Genetics-informed pathogenic spatial mapping
Project description
GPS
How to use:
STEP-1: Find the latent representations
root=/storage/yangjianLab/songliyang/SpatialData/Data/Brain/Human/Nature_Neuroscience_2021/processed/h5ad
ls ${root} | while read file
do
name=($(echo ${file} | cut -d'.' -f 1))
command="python3 /storage/yangjianLab/songliyang/SpatialData/spatial_ldsc_v1/Find_Latent_Representations.py \
--spe_path ${root} \
--spe_name ${file} \
--annotation layer_guess \
--type count \
--spe_out /storage/yangjianLab/songliyang/SpatialData/Data/Brain/Human/Nature_Neuroscience_2021/annotation/${name}/h5ad"
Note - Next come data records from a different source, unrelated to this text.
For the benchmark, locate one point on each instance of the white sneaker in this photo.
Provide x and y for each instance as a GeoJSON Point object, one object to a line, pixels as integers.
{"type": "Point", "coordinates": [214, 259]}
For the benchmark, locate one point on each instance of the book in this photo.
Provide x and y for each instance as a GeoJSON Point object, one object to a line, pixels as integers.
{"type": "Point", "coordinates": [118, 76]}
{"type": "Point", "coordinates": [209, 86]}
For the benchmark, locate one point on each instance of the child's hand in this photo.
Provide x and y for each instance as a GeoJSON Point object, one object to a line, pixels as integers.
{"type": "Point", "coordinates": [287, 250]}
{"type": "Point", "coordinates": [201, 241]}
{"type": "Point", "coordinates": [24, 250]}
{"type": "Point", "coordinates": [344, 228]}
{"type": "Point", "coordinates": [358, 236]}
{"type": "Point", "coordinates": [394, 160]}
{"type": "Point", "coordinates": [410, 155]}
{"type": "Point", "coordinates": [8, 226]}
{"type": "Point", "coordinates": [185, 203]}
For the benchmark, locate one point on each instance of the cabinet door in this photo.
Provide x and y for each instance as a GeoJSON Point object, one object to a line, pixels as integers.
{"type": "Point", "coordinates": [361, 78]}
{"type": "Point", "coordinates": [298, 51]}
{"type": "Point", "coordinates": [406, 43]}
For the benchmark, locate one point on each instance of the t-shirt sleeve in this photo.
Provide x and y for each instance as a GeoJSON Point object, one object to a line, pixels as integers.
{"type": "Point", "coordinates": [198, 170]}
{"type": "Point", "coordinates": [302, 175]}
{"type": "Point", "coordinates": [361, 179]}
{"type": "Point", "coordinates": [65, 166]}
qsubshcom_gpu "$command" 1 50G GAT_${name} 2:00:00 "--qos gpu-huge -queue=v100,a40-tmp,a40-quad"
done
STEP-2: Find marker genes
root=/storage/yangjianLab/songliyang/SpatialData/Data/Brain/Human/Nature_Neuroscience_2021/processed/h5ad
ls ${root} | grep h5ad | while read file
do
name=($(echo ${file} | cut -d'.' -f 1))
command="python3 /storage/yangjianLab/songliyang/SpatialData/spatial_ldsc_v1/Latent_to_Gene_V2.py \
--latent_representation latent_GVAE \
--spe_path /storage/yangjianLab/songliyang/SpatialData/Data/Brain/Human/Nature_Neuroscience_2021/annotation/${name}/h5ad \
--spe_name ${name}_add_latent.h5ad \
--num_processes 4 \
--type count \
--annotation layer_guess \
--num_neighbour 51 \
--spe_out /storage/yangjianLab/songliyang/SpatialData/Data/Brain/Human/Nature_Neuroscience_2021/annotation/${name}/gene_markers"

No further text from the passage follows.